Chorus has reported a rise in its fibre regulated asset base to NZD 6 billion for 2025, alongside a significant NZD 101 million under-earn on its maximum allowable revenue, resulting in a NZD 76.3 million wash-up balance to be carried into the next regulatory period.
- Fibre regulated asset base grows to NZD 6.0 billion
- Core RAB increases by NZD 221 million to NZD 5.1 billion
- Financial Loss Asset reduced to NZD 862 million
- NZD 101 million revenue under-earn for 2025
- NZD 76.3 million wash-up balance carried forward to PQP3
Regulated Asset Base Expansion Reflects Ongoing Fibre Investment
Chorus Limited's fibre network continues to expand, with its regulated asset base (RAB) reaching approximately NZD 6.0 billion by the end of 2025, up from NZD 5.9 billion the previous year. The core RAB segment saw a NZD 221 million increase to NZD 5.1 billion, driven by NZD 343 million in commissioned assets, partially offset by depreciation and asset allocator adjustments.
Meanwhile, the Financial Loss Asset (FLA) was trimmed by NZD 130 million to NZD 862 million, reflecting ongoing regulatory accounting treatments. The company’s asset revaluations also increased due to higher inflation rates, with a 3.11% uplift in 2025 compared to 2.22% in 2024.
Revenue Underperformance Creates Regulatory Wash-Up
Despite steady asset growth, Chorus under-earned its maximum allowable revenue (MAR) by NZD 101 million in 2025. The MAR for the year was NZD 963.9 million, while actual revenue received was NZD 863.2 million. This shortfall, combined with other adjustments such as updated cost allocators, pass-through cost variances, and CPI recalculations, culminated in a NZD 76.3 million wash-up balance.
This wash-up amount will be carried forward into the upcoming PQP3 regulatory period, preserving net present value neutrality through post-tax weighted average cost of capital (WACC) adjustments. Notably, no individual capital expenditure proposals were submitted in 2025, simplifying the wash-up calculation.
Operating and Capital Expenditure Trends
Operating expenditure remained relatively stable, with total opex for the second half of 2025 at NZD 94 million, slightly down from the first half. Network maintenance and operations costs showed minor fluctuations, while corporate and technology expenses saw modest increases reflecting ongoing support and development activities.
Capital expenditure (capex) was focused on network extension and sustainment, with NZD 129 million spent in H2 2025, down from NZD 178 million in H1. The reduction largely reflects timing differences in network augmentation and site sustain activities. Chorus continues to invest heavily in augmenting its fibre network, with a strategic emphasis on sustaining and enhancing network resilience.
EBITDA Growth and Revenue Segmentation
Chorus’ EBITDA from regulated Price-Quality Fibre Fixed Line Access Services (PQ FFLAS) showed steady growth, reaching NZD 331 million in H2 2025, up from NZD 266 million in H1 2023. This improvement reflects the company’s ability to manage operating costs effectively despite revenue underperformance.
Conversely, EBITDA from non-PQ FFLAS activities declined to NZD 29 million in H2 2025, down from NZD 64 million in H1 2023, indicating a contraction in other revenue streams. Capital contributions remained a minor but consistent component of overall revenue.
Regulatory Review and Forward-Looking Considerations
All reported figures and regulatory calculations are subject to review by the Commerce Commission, which may influence final outcomes for Chorus. The company’s under-earn on MAR and the resulting wash-up balance highlight the ongoing challenges in aligning revenue with regulatory allowances amid evolving cost and inflation dynamics.

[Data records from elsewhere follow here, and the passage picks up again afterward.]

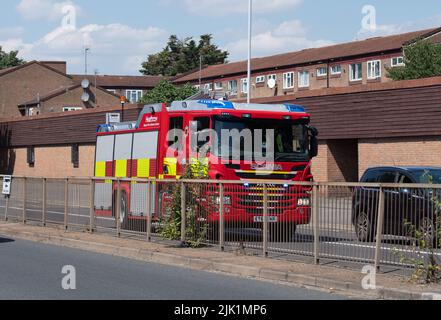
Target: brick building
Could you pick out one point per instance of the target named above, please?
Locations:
(342, 65)
(132, 87)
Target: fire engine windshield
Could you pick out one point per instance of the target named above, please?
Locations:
(261, 140)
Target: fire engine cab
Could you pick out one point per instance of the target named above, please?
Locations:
(160, 145)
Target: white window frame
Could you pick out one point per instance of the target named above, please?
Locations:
(338, 72)
(319, 74)
(371, 69)
(243, 83)
(69, 109)
(393, 65)
(260, 79)
(300, 76)
(290, 84)
(129, 95)
(351, 67)
(230, 87)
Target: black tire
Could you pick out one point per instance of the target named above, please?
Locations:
(364, 227)
(282, 232)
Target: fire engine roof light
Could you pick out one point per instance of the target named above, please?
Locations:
(294, 108)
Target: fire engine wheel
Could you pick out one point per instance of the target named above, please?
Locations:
(282, 232)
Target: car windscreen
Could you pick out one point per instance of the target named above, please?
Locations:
(429, 176)
(289, 139)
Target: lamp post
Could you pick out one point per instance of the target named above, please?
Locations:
(122, 99)
(86, 50)
(250, 13)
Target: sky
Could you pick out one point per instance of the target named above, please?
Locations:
(121, 34)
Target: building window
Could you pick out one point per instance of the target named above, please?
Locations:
(374, 69)
(336, 70)
(322, 72)
(260, 79)
(288, 80)
(244, 85)
(68, 109)
(31, 156)
(303, 79)
(232, 86)
(272, 77)
(134, 96)
(75, 155)
(356, 72)
(397, 62)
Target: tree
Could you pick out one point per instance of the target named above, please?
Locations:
(180, 56)
(8, 60)
(166, 92)
(422, 60)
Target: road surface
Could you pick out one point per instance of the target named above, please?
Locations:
(34, 271)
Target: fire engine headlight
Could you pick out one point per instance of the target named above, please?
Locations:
(227, 200)
(303, 202)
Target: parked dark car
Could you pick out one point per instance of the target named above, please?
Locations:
(406, 210)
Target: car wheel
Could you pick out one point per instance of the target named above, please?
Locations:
(364, 227)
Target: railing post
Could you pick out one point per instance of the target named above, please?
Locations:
(183, 215)
(92, 206)
(44, 210)
(265, 220)
(66, 204)
(316, 223)
(221, 217)
(7, 208)
(149, 211)
(24, 200)
(380, 222)
(118, 209)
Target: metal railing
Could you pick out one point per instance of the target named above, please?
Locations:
(377, 224)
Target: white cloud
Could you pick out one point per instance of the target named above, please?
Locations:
(119, 46)
(44, 9)
(288, 36)
(222, 7)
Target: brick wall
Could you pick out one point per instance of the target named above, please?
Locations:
(25, 84)
(399, 152)
(52, 162)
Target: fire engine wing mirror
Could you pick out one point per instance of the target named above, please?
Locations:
(313, 142)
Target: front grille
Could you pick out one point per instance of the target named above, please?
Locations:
(272, 176)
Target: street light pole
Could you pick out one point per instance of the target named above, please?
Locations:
(250, 10)
(86, 50)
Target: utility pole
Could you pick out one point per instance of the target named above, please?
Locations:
(86, 50)
(250, 9)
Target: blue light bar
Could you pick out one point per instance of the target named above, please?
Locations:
(217, 104)
(294, 108)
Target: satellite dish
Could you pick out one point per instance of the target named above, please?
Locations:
(271, 83)
(85, 83)
(85, 97)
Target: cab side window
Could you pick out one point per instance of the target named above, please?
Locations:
(201, 124)
(175, 133)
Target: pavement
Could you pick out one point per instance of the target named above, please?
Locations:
(345, 282)
(33, 271)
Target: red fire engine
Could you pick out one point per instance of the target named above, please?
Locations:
(146, 149)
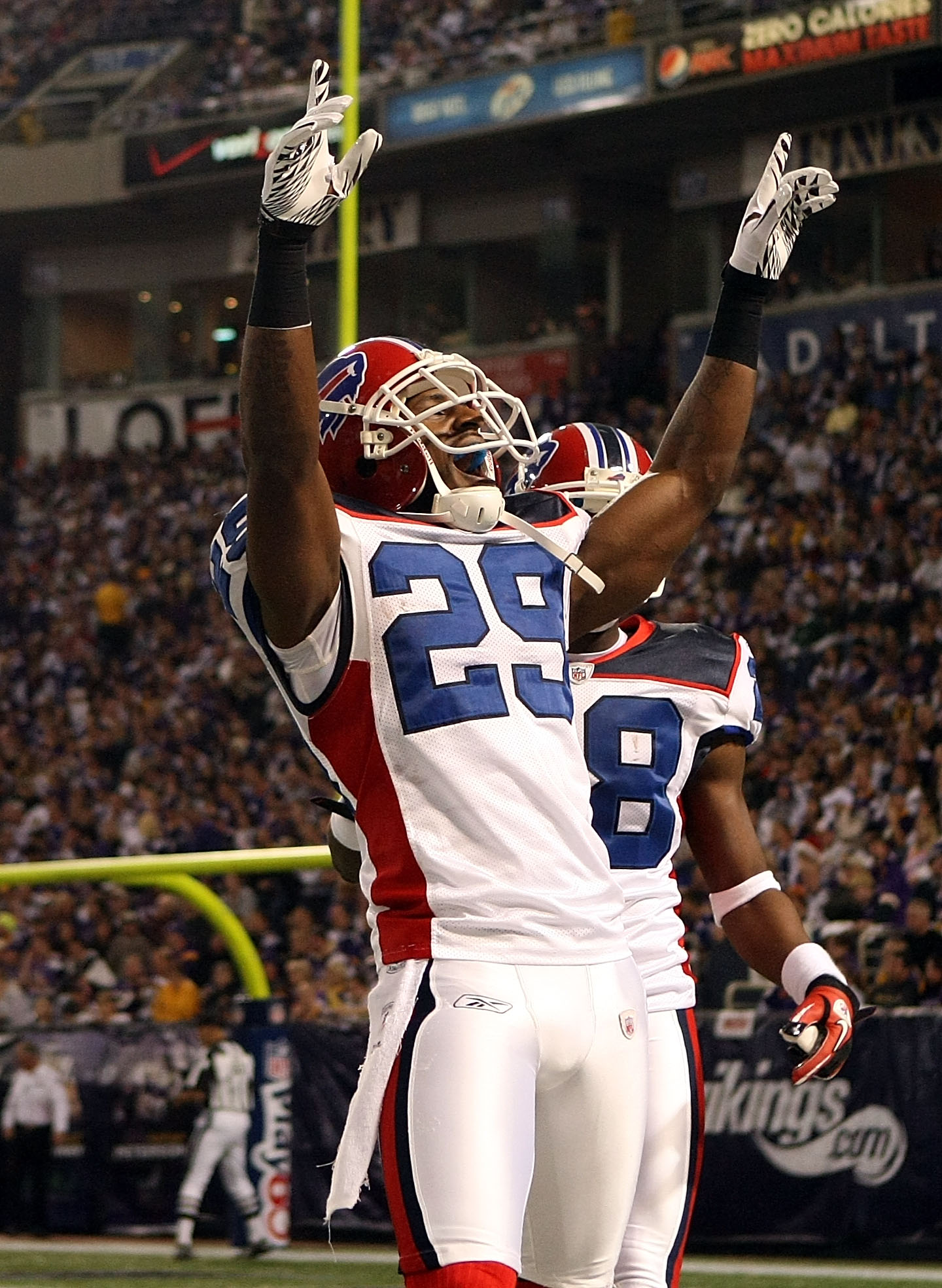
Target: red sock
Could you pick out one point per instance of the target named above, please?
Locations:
(465, 1274)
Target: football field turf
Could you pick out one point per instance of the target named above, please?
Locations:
(102, 1264)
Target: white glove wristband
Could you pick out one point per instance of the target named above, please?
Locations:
(724, 902)
(805, 964)
(345, 831)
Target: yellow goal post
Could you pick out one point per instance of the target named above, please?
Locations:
(179, 874)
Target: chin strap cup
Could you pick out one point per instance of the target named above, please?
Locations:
(471, 509)
(479, 509)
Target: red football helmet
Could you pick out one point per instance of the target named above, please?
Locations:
(372, 444)
(593, 465)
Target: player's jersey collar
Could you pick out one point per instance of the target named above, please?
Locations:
(633, 630)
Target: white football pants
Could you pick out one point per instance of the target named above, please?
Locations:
(514, 1118)
(220, 1143)
(659, 1221)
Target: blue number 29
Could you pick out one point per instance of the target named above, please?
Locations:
(410, 641)
(633, 747)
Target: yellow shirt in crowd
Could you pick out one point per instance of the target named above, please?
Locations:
(111, 603)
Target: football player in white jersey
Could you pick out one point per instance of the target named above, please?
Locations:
(416, 625)
(223, 1080)
(665, 715)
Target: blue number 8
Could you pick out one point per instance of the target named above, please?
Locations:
(425, 704)
(633, 749)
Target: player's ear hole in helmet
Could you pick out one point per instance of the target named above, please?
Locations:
(374, 443)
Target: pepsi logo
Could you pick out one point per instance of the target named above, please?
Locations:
(512, 97)
(673, 66)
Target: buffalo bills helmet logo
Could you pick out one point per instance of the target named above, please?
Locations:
(549, 447)
(341, 380)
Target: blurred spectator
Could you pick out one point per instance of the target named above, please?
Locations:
(16, 1009)
(895, 983)
(35, 1117)
(129, 942)
(177, 997)
(113, 609)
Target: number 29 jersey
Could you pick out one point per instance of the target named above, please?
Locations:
(646, 714)
(435, 696)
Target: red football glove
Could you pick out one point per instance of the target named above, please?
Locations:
(822, 1029)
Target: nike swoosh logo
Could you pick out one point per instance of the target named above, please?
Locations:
(160, 168)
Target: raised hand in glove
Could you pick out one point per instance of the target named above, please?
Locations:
(303, 182)
(822, 1029)
(778, 209)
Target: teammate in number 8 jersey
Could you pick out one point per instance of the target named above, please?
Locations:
(416, 625)
(665, 715)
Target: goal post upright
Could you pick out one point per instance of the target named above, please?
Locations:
(178, 874)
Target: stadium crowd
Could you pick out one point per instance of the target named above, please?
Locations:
(250, 50)
(134, 719)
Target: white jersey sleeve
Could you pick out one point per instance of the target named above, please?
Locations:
(308, 671)
(649, 713)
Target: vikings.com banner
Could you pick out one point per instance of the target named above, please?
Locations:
(851, 1161)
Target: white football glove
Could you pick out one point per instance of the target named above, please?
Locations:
(776, 213)
(303, 182)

Looking ahead, the wash-up balance carried into PQP3 will be a key factor for investors and stakeholders to monitor, alongside Chorus’ capital expenditure plans and operational efficiency as it navigates the next regulatory cycle.
Bottom Line?
Chorus’ fibre network investment continues apace, but revenue shortfalls and regulatory wash-ups underscore the delicate balance between growth and earnings under the current framework.
Questions in the middle?
- How will the Commerce Commission’s review impact Chorus’ reported RAB and wash-up balance?
- What factors contributed most to the NZD 101 million revenue under-earn in 2025?
- Will Chorus’ capital expenditure strategy adjust to address ongoing revenue pressures in PQP3?